Après des mois d’échanges, Juan finit par rejoindre la France Insoumise. C’est le discours du 9 avril dernier, à Marseille, qui finit de le convaincre. Il écrit à l’orateur sur Whatsapp :
« J’ai attendu vingt-sept ans de ma vie pour entendre un tel discours, voir ma mère et ma sœur aux larmes de se voir parlées, dites, emportées. De notre petit village de pêcheurs à Marseille, de cet Estepona qui tenait Tanger en vis-à-vis à Paris, enfin le lien qui manquait. Celui de la parole. Merci »

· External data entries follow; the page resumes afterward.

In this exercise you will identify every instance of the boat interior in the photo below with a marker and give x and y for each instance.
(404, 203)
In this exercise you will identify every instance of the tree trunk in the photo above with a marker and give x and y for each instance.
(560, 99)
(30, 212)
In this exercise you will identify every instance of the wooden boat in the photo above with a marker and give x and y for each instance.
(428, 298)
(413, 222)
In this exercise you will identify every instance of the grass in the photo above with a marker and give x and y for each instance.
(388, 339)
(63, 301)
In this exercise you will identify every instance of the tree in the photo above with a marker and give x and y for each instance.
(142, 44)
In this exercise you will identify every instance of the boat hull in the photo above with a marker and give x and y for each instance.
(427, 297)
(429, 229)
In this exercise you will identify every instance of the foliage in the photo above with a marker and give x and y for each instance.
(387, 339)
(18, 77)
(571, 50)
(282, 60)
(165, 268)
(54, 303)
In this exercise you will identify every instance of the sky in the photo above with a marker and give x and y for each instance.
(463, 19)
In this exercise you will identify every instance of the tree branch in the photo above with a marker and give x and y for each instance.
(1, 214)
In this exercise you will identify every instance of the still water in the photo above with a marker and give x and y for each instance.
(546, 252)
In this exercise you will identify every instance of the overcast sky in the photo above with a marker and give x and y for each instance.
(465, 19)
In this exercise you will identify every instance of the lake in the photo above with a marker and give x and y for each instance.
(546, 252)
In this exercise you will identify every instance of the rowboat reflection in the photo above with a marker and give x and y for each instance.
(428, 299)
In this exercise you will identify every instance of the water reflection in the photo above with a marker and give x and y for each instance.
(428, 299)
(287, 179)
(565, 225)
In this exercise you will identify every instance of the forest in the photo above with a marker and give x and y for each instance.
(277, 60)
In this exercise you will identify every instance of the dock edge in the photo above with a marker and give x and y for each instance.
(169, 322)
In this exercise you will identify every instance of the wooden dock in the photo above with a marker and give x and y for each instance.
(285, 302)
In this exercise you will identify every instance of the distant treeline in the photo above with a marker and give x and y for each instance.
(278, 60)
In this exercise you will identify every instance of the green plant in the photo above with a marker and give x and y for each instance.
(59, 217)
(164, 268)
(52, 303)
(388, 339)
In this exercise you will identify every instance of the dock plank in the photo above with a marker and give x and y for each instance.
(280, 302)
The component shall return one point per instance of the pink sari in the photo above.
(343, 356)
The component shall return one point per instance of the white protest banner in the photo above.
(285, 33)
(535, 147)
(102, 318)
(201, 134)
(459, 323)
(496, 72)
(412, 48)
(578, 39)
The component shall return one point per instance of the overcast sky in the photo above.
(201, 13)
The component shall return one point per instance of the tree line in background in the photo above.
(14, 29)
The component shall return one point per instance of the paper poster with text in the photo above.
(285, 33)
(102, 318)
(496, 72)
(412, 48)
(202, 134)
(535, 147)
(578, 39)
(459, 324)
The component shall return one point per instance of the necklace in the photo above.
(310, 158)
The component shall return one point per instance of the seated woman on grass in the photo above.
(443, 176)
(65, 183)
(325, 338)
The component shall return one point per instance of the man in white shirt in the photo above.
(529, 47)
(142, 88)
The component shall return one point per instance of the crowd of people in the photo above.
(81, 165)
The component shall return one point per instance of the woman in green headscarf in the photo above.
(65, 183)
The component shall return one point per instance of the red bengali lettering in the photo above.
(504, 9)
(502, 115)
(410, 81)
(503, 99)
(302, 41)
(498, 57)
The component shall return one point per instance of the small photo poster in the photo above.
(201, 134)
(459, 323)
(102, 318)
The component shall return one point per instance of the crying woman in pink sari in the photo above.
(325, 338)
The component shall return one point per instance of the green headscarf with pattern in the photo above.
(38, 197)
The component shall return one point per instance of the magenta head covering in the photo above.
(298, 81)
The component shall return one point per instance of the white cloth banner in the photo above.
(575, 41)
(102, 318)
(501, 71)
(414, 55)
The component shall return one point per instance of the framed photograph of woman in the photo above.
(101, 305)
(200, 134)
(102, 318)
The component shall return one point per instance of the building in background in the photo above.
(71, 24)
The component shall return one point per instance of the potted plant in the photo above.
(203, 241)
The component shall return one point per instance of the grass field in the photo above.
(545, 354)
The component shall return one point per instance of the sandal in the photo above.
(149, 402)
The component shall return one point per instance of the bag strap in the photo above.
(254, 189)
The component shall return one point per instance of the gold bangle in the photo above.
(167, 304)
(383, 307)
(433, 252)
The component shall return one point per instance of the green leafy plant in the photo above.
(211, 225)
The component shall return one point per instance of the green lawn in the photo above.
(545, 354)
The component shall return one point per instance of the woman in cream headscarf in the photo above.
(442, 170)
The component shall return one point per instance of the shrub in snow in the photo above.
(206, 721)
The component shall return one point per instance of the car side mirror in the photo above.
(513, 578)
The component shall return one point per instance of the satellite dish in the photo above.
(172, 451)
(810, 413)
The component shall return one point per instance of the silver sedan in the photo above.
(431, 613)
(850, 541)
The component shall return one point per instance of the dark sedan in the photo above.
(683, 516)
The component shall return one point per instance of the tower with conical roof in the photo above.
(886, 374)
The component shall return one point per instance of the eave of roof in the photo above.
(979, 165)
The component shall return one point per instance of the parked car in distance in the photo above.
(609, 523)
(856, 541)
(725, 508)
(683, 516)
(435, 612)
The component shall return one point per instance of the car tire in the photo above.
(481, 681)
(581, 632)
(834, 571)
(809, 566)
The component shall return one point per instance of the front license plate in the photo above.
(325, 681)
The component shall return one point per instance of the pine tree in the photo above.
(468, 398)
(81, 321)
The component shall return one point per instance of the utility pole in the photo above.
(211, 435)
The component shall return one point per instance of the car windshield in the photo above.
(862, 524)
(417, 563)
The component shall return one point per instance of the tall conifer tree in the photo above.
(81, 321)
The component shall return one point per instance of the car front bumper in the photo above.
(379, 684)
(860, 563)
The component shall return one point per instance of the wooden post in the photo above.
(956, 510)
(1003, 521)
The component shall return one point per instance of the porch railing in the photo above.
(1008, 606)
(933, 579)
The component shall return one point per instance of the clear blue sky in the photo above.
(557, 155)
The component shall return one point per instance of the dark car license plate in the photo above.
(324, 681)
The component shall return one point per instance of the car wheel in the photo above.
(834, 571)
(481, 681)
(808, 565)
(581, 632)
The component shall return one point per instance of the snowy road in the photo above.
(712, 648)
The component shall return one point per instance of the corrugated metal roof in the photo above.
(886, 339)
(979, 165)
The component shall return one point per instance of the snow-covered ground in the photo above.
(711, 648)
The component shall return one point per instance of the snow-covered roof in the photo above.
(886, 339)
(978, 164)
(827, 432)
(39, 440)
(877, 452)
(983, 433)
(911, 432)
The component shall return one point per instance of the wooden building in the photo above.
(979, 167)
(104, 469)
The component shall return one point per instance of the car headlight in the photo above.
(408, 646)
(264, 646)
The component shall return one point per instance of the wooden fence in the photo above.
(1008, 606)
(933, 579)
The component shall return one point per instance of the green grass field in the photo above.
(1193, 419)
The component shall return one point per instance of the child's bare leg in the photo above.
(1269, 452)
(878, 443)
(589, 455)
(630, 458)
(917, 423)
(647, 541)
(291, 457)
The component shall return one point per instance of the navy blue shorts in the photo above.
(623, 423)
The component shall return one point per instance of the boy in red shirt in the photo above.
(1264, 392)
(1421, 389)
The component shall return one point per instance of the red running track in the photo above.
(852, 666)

Un fin connaisseur de la vie politique
Juan ne cache pas sa méfiance à l’égard de la politique. Et pour cause, il l’a côtoyée de très près. Il en garde un souvenir amer. En 2011, le jeune activiste s’engage contre la loi Hadopi. Il travaille à la Quadrature du net et participe à désamorcer le premier vote de la loi. Aurélie Filippetti, alors ministre de la Culture, le répère. Elle le charge de trouver une alternative à la protection des droits d’auteur. Mais le projet est avorté et Juan, renvoyé.
Qu’à cela ne tienne, il s’envole en Centrafrique. Il décide d’enquêter sur les intérêts d’Areva et du gouvernement Français d’y intervenir militairement. Manque de bol, les rédactions parisiennes lui claquent toutes la porte au nez. C’est le moment où il reçoit un coup de fil du Quai d’Orsay. On lui propose un poste de collaborateur extérieur. Il raconte le regard voilé :
« Je comptais les morts en Syrie et j’écrivais derrière les discours de Laurent Fabius. Je me suis vite senti inutile. »
Président ou rien
Le 13 janvier 2014, il rencontre pour la première fois Julian Assange à Londres. Le lanceur d’alerte est alors confiné dans une petite chambre de l’ambassade de l’Equateur sur place. Les deux hommes doivent discuter des suites judiciaires de Wikileaks. Et le courant passe bien :
« On s’est bourrés la gueule ensemble ce jour-là. Il m’a montré les dents, les cheveux que les gens lui avaient envoyés.»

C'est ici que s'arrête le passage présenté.